Anyone who has spent much time around our family knows that we are regulars at a particular wholesale warehouse chain. Though you might not think a family of four needs to buy goods in bulk, there are actually quite a few things we regularly purchase to stock our home. Almost every Monday I make my way to said store for our weekly needs. That kind of regularity means that you get to know the staff – those who greet you, those who serve samples, and those who check your receipt on the way out. My oldest daughter has her favorites, and we always greet them by name. My regularity in shopping also meant that the employees were able to track my pregnancy and are now enjoying greeting our newest addition.
Of course, most of this I do not regularly notice unless I have a guest with me. This past weekend a friend was visiting and she, the baby, and I went to our favorite store. My friend was witness to our odd familiarity. A staff person who gives out samples warmly greeted me, “Oh, you had the baby! How exciting! And you look great!” One employee was on break and not in her usual spot, so we talked about her station and her shift for the day. Another employee asked as we were checking out, “Where’s your oldest today?” My friend and I later joked about how I was like a celebrity at the store – or how maybe I should be the store chaplain.
The funny thing is that I am not sure anyone at the store knows that I am a priest. I usually shop on my days off, so I rarely, if ever, have shopped in my collar. Part of me is happy to have a place where I am not Jennifer the priest. I am able to be just the regular with the engaging kids. But part of me wishes I were known as Jennifer the priest. Though I joked about being the store chaplain, there is a part of me that really would love to be known as a pastoral resource for the everyday people we have come to know at our favorite store.

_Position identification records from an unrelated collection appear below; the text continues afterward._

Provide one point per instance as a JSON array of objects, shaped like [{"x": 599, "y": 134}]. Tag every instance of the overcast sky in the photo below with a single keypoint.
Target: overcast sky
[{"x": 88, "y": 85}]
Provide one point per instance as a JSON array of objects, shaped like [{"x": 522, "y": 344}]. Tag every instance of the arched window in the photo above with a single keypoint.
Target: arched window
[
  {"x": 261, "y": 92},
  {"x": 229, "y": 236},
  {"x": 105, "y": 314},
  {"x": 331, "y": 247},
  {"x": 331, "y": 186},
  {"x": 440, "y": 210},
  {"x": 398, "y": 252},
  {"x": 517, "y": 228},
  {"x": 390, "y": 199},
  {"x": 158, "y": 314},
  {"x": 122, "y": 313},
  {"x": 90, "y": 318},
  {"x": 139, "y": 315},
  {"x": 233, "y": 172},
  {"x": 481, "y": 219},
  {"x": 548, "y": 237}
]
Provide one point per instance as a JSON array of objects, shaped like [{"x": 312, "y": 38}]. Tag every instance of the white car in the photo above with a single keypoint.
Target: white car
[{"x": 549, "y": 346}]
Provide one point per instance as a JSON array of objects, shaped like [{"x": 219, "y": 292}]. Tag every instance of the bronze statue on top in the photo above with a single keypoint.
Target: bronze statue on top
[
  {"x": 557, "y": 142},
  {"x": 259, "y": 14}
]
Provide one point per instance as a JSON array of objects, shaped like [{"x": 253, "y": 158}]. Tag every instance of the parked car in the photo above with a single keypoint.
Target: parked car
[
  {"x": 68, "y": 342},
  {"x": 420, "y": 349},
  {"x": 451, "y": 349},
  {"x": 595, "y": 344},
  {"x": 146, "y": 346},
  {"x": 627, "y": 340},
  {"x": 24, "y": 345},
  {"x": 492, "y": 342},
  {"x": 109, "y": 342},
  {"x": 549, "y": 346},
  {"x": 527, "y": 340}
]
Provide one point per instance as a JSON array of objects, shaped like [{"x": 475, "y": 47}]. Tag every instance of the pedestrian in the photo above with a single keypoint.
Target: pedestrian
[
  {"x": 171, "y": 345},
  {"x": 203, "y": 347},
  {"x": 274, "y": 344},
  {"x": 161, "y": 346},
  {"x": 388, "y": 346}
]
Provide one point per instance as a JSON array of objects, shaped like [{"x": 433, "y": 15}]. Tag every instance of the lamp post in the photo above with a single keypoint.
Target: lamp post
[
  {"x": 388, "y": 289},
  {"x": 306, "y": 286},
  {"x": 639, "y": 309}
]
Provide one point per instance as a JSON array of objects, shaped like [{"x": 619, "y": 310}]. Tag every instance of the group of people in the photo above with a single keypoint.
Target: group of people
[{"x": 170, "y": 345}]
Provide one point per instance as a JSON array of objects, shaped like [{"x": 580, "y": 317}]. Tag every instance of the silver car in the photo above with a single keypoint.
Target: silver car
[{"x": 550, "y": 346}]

I have been thinking about that realization this week, and I have come to a few conclusions. One, I realized this store is sort of like that bar in the TV Show Cheers – a place where everybody knows your name. There is something to being known and feeling welcome that is quite comforting. In fact, when we first relocated to Long Island, this store was one of the first ones I sought out because the store is the same no matter where you go. I enjoyed that familiarity. Two, though familiarity is nice, it is not the same as having people who really know you – not just the outside stuff, but all of your story: the trials you have faced, the joys you have celebrated, and challenges you have conquered. And three, there is only so much one can expect from an hour each week – especially when there is so much going on: product to reshelf, samples to push, receipts to check.
What struck me is that what I am looking for at this store is what many of us are looking for when we come to church. Yes, we want to seek and serve Christ in all persons and we want an experience with God, but we also want a community that makes us feel welcome and where we can be known and loved. We want a place where people are glad we came, and who are willing to pull up a chair (or bar stool) and talk about real life. And just like with church, there will only be so much we can do with one hour on a Sunday. If we are in and out, enjoying the busyness of worship without engaging in anything else, we will find true fulfillment difficult. What I am still unsure about is whether “church” has to take place in a building with a steeple, or whether we can make “church” happen elsewhere – even in the line for samples.